2020 Corn Yield Forecasts: End-of-season Forecasts Suggest Near-average Yields for the Region
Patricio Grassini, UNL Associate Professor of Agronomy and Horticulture, Extension Cropping System Specialist and Water for Food Institute Fellow; Jose Andrade, UNL Affiliate; Juan Ignacio Rattalino Edreira, UNL Research Assistant Professor of Agronomy and Horticulture; Gonzalo Rizzo, UNL PhD student; Haishun Yang, UNL Associate Professor of Agronomy and Horticulture and Water for Food Institute Fellow; Keith Glewen & Jennifer Rees, Nebraska Extension Educators; Jeff Coulter, Professor and Extension Specialist, University of Minnesota; Mark Licht (Extension Cropping System Agronomist) & Sotirios Archontoulis (Assistant Professor), Iowa State University; Ignacio Ciampitti, Crop Production and Cropping System Specialist and Assistant Professor of Agronomy, Kansas State University; Ray Massey, Extension Professor, University of Missouri
This is the last article in a series that summarizes the simulated crop stages and yield forecasts across the Corn Belt.

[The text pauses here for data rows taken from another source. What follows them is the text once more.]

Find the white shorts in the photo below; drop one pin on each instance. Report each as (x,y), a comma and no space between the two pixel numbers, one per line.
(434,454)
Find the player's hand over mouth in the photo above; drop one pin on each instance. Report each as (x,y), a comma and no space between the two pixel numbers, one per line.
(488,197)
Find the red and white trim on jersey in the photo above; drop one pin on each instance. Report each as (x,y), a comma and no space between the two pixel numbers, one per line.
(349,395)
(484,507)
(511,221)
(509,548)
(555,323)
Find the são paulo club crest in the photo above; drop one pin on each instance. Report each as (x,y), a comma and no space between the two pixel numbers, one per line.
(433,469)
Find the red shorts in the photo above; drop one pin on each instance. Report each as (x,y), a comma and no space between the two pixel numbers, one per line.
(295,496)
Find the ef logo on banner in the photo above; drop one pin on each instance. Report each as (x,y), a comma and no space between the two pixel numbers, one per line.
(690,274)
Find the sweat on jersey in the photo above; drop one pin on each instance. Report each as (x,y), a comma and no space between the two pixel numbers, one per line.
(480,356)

To evaluate, in “real-time,” the impact of this season’s weather on corn yield and its spatial variability across the Corn Belt, simulations of 2020 real-time crop stage were performed for 40 locations across the US Corn Belt using the UNL Hybrid-Maize crop model; the data can be downloaded here. Details on the UNL Hybrid-Maize crop model and the underpinning methodology to simulate phenology and forecast end-of-season yields is described in a previous article. Note that one location in IA (Kanawha) was not included due to lack of weather data.

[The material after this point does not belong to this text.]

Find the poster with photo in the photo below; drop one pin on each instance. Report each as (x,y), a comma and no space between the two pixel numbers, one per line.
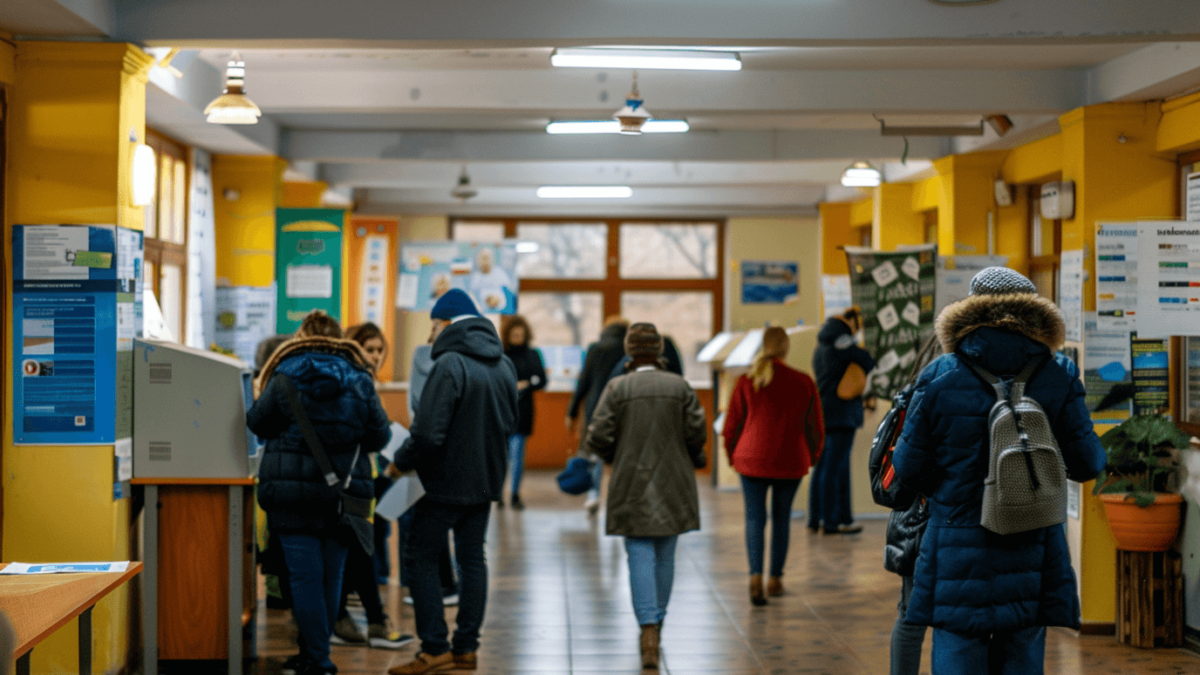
(486,272)
(771,282)
(895,292)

Crop Stages and Weather Conditions During the Past Month
Corn has reached black layer at most locations of the Corn Belt, except for a few scattered sites in northern NE, IA, MN, IL, and MI (Figure 2). During the last three weeks, most locations exhibited near-normal rainfall except for a few sites in MN, IL, and OH that showed above-normal rainfall. Air temperature tended to be below normal in the western fringe of the Corn Belt (ND, NE, and KS), while in the remaining area, air temperature has remained near normal. A summary of weather conditions during the past three weeks is shown in Figure 1.
Near Average Yields in Irrigated Corn
Forecasted end-of-season irrigated yields are shown in Figure 3 and 4. More than 90% of the irrigated sites (12 out of 13) exhibited near-average yields. Only one site presented above-average yields (Scandia, KS). Overall, the irrigated maize yield potential forecasted for the current 2020 season seems similar to that forecasted in the previous (2019) season.
Rainfed Corn: Yield Potential is Highly Variable Across Rainfed Sites but Below Last Year
Forecasted end-of-season yields for rainfed corn indicate above-average yield at one third (12 out of 36) of the sites (Figure 3 and 4) situated in KS, ND, MI, MN, northern IL, northwestern MO, and in Beatrice (NE). In contrast, most sites in the southcentral and southeastern parts of the Corn Belt, as well as one site in southcentral NE, exhibited near average yields. Finally, nine sites across NE and IA and one site in OH (Custar) showed a high probability for yield to be below average.
In contrast to the record-yield prediction made by USDA-NASS, our forecasted yield potential this season is near to the historical average record and 15% lower compared with the 2019 crop season. Our forecasts suggest a near-average year for irrigated corn at most sites. For rainfed corn, the scenario is diverse across regions. Most sites in the southeastern part of the Corn Belt, as well as in eastern IA and MO, are expected to show near-average yields. Above-average yields are estimated at 12 locations, mostly located in the northern and southwestern fringes of the region and in northern IL. In contrast, below-average yields are expected at 10 sites located in NE and IA and also in northwestern OH.
Note that these forecasts do not take into consideration problems with stand emergence, hail/flooding/wind damage, replanting situations, disease, or nitrate leaching. In fields negatively affected by these constraints, actual yields will be lower than estimates provided here. It is important to keep in mind that yield forecasts are not field-specific and, instead, represent an estimate of average on-farm yield for a given location and surrounding area in absence of the yield-reducing factors mentioned here. Likewise, crop stages and forecasted yields will deviate from the ones reported here in fields with planting dates or hybrid maturities that differ markedly from the ones used as the basis for the forecasts.